Qualche istante prima, aveva iniziato a tremare per la paura di trovarsi schiantato contro la vettura, e proprio non riusciva a capire come mai ne avesse così tanta, avendo affrontato pericoli ben peggiori. Sapeva di dover smettere di pensare come un angelo, perché essendo umano, le sue reazioni fisiche ed emotive erano legate alla sua nuova natura, ma non ci riusciva, era più forte di lui. Era stato per tutta la vita un angelo, e non riusciva a non pensare più come tale, non subito almeno. E’ troppo difficile, troppo – pensò.

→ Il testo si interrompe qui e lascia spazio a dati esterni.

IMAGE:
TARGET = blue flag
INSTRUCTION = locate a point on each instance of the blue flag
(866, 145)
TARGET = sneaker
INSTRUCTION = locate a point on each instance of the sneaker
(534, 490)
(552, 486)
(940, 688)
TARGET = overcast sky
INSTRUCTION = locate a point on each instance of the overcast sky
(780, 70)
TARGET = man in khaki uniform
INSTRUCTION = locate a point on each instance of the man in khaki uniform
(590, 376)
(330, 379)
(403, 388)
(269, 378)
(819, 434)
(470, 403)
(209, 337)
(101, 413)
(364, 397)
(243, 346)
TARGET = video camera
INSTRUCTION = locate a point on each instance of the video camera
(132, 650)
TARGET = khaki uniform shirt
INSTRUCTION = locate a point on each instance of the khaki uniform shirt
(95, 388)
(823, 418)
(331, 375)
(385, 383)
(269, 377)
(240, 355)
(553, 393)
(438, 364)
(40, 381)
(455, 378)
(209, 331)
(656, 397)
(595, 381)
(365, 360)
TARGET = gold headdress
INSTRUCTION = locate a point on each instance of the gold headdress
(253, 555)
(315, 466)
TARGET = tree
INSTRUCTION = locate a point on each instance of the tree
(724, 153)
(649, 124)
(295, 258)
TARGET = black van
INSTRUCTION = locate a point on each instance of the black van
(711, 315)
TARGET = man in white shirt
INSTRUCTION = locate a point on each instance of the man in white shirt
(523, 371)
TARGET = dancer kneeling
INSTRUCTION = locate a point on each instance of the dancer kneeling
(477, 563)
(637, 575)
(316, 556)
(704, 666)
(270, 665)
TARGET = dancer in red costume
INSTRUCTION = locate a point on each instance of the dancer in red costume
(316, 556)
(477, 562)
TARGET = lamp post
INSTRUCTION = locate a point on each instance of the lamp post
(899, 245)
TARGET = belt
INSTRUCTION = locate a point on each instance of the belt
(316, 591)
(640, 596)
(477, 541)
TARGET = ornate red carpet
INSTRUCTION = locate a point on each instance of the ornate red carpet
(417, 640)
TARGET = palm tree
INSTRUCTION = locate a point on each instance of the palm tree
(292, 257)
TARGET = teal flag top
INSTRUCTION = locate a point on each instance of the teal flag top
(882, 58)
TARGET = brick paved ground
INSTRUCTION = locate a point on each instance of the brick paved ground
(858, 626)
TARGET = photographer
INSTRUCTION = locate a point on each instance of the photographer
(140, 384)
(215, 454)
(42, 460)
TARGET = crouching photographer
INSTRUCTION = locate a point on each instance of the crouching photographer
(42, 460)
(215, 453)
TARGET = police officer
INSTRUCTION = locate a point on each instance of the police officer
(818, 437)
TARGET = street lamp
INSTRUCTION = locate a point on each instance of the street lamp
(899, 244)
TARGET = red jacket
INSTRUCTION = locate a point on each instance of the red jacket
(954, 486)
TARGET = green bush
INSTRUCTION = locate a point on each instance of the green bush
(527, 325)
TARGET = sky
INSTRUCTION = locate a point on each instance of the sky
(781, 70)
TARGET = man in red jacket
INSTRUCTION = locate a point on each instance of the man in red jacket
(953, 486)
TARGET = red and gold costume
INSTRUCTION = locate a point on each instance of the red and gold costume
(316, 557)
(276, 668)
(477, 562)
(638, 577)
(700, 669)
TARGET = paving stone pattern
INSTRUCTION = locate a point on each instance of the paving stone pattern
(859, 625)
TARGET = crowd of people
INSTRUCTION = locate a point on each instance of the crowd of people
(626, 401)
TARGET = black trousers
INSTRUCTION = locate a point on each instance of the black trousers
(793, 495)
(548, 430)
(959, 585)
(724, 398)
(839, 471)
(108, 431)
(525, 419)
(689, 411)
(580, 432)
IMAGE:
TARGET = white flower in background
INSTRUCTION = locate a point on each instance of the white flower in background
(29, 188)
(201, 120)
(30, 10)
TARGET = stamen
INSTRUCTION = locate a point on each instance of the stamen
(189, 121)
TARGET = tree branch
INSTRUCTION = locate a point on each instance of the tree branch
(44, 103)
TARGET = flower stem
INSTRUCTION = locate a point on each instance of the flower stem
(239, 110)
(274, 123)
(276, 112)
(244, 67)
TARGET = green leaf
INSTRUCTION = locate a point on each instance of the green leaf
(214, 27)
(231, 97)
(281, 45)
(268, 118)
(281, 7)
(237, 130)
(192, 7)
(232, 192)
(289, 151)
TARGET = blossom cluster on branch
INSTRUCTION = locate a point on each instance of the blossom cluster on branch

«Ehi, amico, ehi, stai bene?» lo aveva chiamato il ragazzo appena accorso, di cui conosceva la voce, un momento – pensò, aveva sentito quella voce milioni di volte in quel periodo sulla terra, era un fortuito caso del destino, ma sapeva chi fosse il ragazzo che l’aveva quasi investito – è Dean! – «ma cosa ti prende? Stare così in mezzo alla strada, è da pazzi!» esclamò quello, sconcertato, notando subito dopo lo stato fisico di quello sconosciuto. Probabilmente era stato aggredito o qualcosa di simile, era davvero conciato male.  
«I-io, n-non…» mormorò tentando di alzarsi, per dirgli che stesse bene, che non dovesse preoccuparsi di un perfetto sconosciuto, ma questo gli aveva porto la mano per aiutarlo ad alzarsi, e Castiel parve trovare le forze, per un attimo, quanto meno per parlare, mentre il ragazzo lo studiava con lo sguardo «s-sono un cacciatore»  aveva biascicato, ancora stanco e provato dal rituale. Non riusciva a rialzarsi da solo, e valutò l’idea di accettare l’aiuto del giovane, osservandola come se guardasse qualcosa di mai visto prima.
«Anch’io e mio fratello, immagino tu lo sappia per dirmi una cosa simile».
Castiel annuì, accettando finalmente la mano portagli dal giovane che credeva essere Dean, il quale lo aiutò ad alzarsi da terra.  L’ex-angelo perse l’equilibrio, cadde quasi addosso all’altro cacciatore, che riuscì a sorreggerlo ed ebbe modo di guardare i suoi occhi; Castiel si rese conto, incontrando finalmente il suo sguardo, che no, non si era sbagliato, era proprio Dean.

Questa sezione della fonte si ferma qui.